Saracens Blog

The Defamation Act and the Reynolds principle

The law recognises that there are circumstances where it is in the public interest to permit greater freedom of speech.

Qualified privilege exists as a defence under the Defamation Act 1996 because the law accepts that there are occasions when people should be at liberty to express themselves freely even when, in doing so, a third party is defamed.

Under section 15 of the Defamation Act 1996 the publication of any report or other statement mentioned in Schedule 1 to the Defamation Act is privileged unless the publication is shown to be made with ‘malice’. The Defamation Act does not itself define malice, but it can consist of either awareness of or recklessness as to the untruth of the statement; a dominant improper motive in making a statement; or misuse of the occasion for which privilege exists.

The defence of qualified privilege covers fair and accurate reporting of Parliament, legal proceedings and matters listed in Schedule 1 of the Defamation Act 1996. It is also held to protect freedom of speech in specific circumstances under the common law ‘responsible journalism’ defence to a claim in libel.

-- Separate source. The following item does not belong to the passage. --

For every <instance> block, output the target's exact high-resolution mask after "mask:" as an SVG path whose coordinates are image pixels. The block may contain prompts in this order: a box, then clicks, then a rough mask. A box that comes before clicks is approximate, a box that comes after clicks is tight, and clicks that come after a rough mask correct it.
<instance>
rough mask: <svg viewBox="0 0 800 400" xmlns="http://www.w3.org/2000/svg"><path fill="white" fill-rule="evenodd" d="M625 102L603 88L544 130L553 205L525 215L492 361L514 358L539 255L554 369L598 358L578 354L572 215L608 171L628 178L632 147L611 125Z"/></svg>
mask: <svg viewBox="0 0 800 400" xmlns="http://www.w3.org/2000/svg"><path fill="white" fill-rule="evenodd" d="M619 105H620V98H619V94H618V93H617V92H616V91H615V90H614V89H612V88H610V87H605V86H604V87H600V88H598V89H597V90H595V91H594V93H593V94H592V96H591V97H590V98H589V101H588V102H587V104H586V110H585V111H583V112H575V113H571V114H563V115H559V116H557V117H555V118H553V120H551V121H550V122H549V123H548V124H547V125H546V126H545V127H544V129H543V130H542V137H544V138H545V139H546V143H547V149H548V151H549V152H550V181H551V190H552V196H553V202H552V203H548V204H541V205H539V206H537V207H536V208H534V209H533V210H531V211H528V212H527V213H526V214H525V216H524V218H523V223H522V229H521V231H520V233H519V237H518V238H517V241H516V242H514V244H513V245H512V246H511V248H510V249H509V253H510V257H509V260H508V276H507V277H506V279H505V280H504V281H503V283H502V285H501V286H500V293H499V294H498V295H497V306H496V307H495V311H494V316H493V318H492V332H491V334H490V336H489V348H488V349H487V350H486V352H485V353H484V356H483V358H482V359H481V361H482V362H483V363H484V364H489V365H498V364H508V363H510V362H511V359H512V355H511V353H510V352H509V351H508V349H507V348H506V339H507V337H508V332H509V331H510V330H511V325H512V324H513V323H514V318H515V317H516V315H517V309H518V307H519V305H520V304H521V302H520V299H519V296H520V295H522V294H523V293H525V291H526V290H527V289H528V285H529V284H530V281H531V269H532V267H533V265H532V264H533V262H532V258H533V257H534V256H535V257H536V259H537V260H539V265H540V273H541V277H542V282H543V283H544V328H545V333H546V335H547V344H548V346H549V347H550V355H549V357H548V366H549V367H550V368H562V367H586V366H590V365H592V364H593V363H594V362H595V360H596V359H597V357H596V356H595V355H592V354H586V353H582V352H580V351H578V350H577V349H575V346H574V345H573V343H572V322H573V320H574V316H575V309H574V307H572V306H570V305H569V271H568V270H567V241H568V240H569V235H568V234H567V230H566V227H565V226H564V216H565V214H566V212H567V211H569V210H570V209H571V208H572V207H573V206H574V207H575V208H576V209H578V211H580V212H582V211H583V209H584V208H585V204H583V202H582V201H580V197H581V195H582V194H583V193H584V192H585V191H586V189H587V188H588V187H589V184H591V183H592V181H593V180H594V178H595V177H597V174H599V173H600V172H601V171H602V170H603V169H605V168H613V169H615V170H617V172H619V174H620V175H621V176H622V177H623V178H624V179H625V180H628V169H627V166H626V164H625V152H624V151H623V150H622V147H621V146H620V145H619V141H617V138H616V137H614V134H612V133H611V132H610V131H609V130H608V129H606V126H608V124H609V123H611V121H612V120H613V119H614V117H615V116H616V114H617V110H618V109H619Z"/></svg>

The Reynolds principle was not introduced by the Defamation Act 1996 but established by the case of Reynolds v Times Newspapers [1999]. In this case the House of Lords established that, in determining whether the public had a right to know the published information, the court would assess whether it was of sufficient value to the public that it was in the public interest and should be protected by privilege. Lord Nicholls in his judgment in the Reynolds case set out ten “illustrative circumstances” which are required to be considered, such as the seriousness of the allegation, the nature of the information and what steps were taken to verify the information.